What you need to know
• DOGE fell from $0.22 to $0.11 at 9:00 p.m. UTC on October 10 – a 50% flash crash followed by a recovery to between $0.19 and $0.20.
• Total intraday range = $0.14 (volatility ≈57%), with 4.6 billion tokens traded compared to 1.5 billion daily average.
• The Trump administration’s announcement of 100% tariffs on Chinese imports triggered greater crypto risk aversion.
• End of session trading showed a re-accumulation of whales; foreign exchange outflows exceeded $23 million and 2 billion DOGE was added to corporate wallets.
• 21Shares has launched its institutional DOGE ETF (TDOG), providing the first regulated exposure to the asset.
News context
The move came hours after President Trump’s tariff hike sparked a market sell-off, affecting both stocks and digital assets. DOGE briefly traded at $0.11 on Bitfinex before stabilizing above $0.19 thanks to the intervention of liquidity desks. Market chatter has linked the collapse to leveraged liquidations and automated multi-venue arbitrage failures rather than fundamental deterioration. Institutional demand resurfaced around $0.19, aided by ETF flows and whale offerings replenishing long exposure.
Price Action Summary
• Flash crash at 9:00 p.m. UTC: DOGE $0.22 → $0.11 (-50%) on volume of 4.6 billion.
• Recovery to $0.19-0.20 within hours as whales absorb supply.
• Follow-up sale observed at 11:18 UTC Oct 11 ($0.1935 → $0.1916, -4%), volume 32 million.
• A session range of $0.14 (57%) marks the highest volatility of the year for DOGE.

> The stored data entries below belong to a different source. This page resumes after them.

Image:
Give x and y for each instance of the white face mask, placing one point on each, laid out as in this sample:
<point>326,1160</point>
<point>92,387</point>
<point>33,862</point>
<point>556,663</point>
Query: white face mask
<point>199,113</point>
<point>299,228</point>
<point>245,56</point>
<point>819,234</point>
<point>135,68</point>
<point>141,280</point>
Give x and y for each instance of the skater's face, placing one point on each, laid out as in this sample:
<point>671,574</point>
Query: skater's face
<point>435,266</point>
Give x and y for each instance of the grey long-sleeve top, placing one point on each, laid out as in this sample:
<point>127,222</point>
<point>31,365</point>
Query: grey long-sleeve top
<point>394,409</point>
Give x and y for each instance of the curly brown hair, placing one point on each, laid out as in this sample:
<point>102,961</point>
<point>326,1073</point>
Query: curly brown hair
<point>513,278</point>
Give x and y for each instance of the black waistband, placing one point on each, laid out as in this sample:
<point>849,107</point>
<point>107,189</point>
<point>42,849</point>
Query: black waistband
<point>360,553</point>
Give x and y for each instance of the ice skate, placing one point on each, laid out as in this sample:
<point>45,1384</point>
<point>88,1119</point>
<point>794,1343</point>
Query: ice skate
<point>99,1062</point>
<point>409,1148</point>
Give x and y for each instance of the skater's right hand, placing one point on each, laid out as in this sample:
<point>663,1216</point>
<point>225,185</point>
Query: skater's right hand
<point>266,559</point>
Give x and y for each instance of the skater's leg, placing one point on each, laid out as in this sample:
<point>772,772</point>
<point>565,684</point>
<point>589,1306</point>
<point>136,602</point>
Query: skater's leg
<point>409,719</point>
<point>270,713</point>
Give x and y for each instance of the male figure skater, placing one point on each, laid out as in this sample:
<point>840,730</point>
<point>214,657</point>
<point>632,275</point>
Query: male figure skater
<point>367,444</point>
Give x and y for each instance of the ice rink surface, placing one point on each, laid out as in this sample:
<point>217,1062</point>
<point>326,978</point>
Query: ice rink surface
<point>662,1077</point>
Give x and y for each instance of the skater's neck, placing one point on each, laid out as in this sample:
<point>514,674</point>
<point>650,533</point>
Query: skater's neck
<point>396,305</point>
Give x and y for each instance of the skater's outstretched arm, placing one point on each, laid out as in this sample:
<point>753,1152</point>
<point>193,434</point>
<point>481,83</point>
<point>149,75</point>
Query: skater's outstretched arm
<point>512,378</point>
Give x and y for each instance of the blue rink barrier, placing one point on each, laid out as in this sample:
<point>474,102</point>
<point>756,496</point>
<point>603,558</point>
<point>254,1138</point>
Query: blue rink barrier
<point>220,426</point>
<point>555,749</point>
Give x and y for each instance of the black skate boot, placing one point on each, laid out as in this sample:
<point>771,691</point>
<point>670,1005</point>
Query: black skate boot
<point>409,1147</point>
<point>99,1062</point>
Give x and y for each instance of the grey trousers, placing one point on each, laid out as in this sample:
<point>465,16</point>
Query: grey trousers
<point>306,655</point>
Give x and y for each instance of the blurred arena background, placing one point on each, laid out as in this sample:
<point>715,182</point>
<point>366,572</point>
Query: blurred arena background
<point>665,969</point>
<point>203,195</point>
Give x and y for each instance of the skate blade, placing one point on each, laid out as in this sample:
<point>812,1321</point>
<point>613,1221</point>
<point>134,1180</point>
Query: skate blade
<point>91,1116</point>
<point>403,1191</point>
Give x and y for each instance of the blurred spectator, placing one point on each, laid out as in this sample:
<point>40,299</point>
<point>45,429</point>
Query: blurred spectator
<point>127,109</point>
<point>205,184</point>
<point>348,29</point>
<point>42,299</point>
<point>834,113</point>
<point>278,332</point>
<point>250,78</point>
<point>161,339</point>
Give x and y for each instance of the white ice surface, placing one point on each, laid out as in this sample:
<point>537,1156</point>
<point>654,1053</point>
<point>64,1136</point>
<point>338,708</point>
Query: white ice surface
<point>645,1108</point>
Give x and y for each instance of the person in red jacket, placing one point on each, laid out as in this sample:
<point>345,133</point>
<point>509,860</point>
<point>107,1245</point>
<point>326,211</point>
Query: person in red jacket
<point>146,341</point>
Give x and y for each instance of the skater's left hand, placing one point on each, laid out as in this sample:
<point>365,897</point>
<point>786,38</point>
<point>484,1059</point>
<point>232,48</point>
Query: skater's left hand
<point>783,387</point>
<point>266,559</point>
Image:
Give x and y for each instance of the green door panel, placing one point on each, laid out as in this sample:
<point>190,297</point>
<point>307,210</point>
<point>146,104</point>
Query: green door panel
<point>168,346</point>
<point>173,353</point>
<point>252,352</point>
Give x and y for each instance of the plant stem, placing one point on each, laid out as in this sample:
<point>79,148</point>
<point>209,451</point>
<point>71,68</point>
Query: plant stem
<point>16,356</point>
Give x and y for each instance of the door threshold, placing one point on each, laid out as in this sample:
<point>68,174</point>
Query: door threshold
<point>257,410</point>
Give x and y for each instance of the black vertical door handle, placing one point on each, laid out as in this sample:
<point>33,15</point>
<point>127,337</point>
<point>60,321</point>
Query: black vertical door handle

• Last hour consolidation near $0.193 signals cooling but no trend reversal yet.
Technical analysis
• Support – Formed between $0.19 and $0.20 as institutional flows absorbed panic selling.
• Resistance – Immediate barrier to pre-crash high of $0.22; above that, the next targets are $0.25 and $0.30.
• Volume – Peak 4.6 billion versus 2.0 billion 30-day average; capitulation turnover.
• Pattern – A double bottom near $0.19 could mark an accumulation zone.
• Momentum – Oversold RSI and expanding Bollinger Bands suggest near-term mean reversion.
What traders are watching
• Will $0.19 provide a reliable floor of support or spark another wave of liquidation?
• Can ETF flows and institutional accumulation offset broader macroeconomic risk?
• Whales adding ≈2 billion DOGE — signal to buy value or exit the liquidity trap?
• Volatility patterns after a price shock: Does DOGE return to the 0.25-0.30 range or languish below 0.20?
• Confirmation of the reconstruction of the triangle above $0.22 would invalidate the bearish structure.